Incorporation of cellulose nanocrystals (CNXs) into polymer nanofibers would be
advantageous over CNTs because the precursor cellulose in CNXs is obtained from an abundant
bioresource. Also, CNXs are less expensive, simple to produce, and, most importantly, are
biocompatible and biodegradable. Excellent chemical and thermomechanical properties of CNXs
have been reported (18,19), making them suitable candidates as a reinforcing, disperse phase in
polymer matrices (20-23). CNXs can be produced from a variety of cellulose sources including
wood, cotton, sisal, ramie, tunicate, fungi or bacteria (24). Bacterial CNXs have been
successfully incorporated into hydrophilic poly(ethylene oxide) nanofibers, and an increase in
modulus, strength, and strain at break were observed (17). Recently, we have successfully used
CNXs as a reinforcing phase in composites made from synthetic hydrophobic matrices (25).
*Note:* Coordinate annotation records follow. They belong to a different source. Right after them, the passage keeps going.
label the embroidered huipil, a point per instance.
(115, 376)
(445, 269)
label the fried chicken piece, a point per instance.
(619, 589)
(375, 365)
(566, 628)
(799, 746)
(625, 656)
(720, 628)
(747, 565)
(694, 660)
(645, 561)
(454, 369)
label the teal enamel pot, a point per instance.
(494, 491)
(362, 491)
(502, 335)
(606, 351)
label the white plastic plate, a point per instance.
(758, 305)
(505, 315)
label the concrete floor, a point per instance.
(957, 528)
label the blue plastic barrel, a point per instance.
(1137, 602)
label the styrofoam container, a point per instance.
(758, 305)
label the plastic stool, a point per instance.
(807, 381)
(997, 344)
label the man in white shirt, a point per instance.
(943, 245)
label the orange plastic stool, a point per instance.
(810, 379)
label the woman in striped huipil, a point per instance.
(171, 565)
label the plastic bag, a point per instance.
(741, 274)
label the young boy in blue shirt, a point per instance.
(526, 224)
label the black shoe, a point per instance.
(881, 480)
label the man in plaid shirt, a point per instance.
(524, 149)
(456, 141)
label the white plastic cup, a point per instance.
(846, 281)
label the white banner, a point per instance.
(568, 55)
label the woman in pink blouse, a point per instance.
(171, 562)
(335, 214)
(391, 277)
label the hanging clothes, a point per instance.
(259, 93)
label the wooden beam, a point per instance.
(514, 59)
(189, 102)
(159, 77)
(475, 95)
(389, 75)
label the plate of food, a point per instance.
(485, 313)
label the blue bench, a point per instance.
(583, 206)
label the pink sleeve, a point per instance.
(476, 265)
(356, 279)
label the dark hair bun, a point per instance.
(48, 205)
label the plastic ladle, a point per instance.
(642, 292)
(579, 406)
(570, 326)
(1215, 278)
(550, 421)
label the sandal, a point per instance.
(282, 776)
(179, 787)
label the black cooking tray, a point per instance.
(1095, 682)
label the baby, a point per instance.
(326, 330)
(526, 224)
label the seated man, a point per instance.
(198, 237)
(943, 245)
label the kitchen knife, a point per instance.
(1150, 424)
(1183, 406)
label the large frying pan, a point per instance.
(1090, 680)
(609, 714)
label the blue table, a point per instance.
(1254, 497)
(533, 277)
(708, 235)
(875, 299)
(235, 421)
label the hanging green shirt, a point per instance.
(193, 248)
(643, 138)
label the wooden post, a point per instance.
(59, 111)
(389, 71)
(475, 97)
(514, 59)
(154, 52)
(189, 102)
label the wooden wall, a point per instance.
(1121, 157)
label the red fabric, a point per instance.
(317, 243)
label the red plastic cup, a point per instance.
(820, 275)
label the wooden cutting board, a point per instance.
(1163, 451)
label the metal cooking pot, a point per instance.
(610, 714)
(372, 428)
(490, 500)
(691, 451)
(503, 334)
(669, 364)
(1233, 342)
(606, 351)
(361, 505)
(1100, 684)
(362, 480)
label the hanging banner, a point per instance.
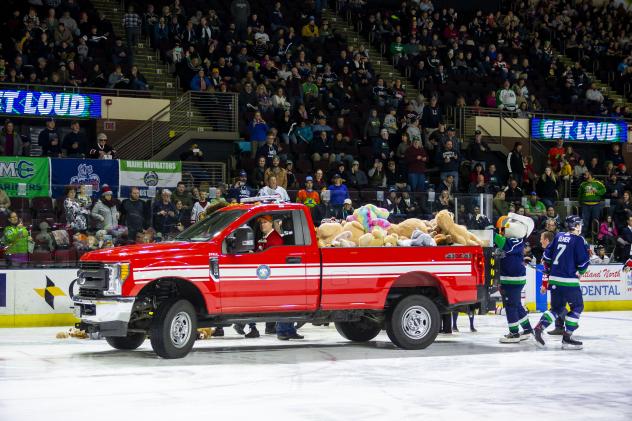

In this work we propose a novel combination of biodegradable CNXs from natural fibers
as reinforcing material in PCL nanofibers via electrospinning. The resulting composites were
developed to overcome the otherwise low mechanical strength of neat PCL nonwovens. The
grafting of low molecular weight polycaprolactone diol chains onto the surfaces of cellulose
nanocrystals and their incorporation in electrospun PCL matrices were also investigated. The
effect of such functionalization was addressed in an effort to improve their compatibility with the
continuous phase. Finally, the main structural and thermomechanical features of the developed
composite nanofibers were addressed for various CNXs loadings.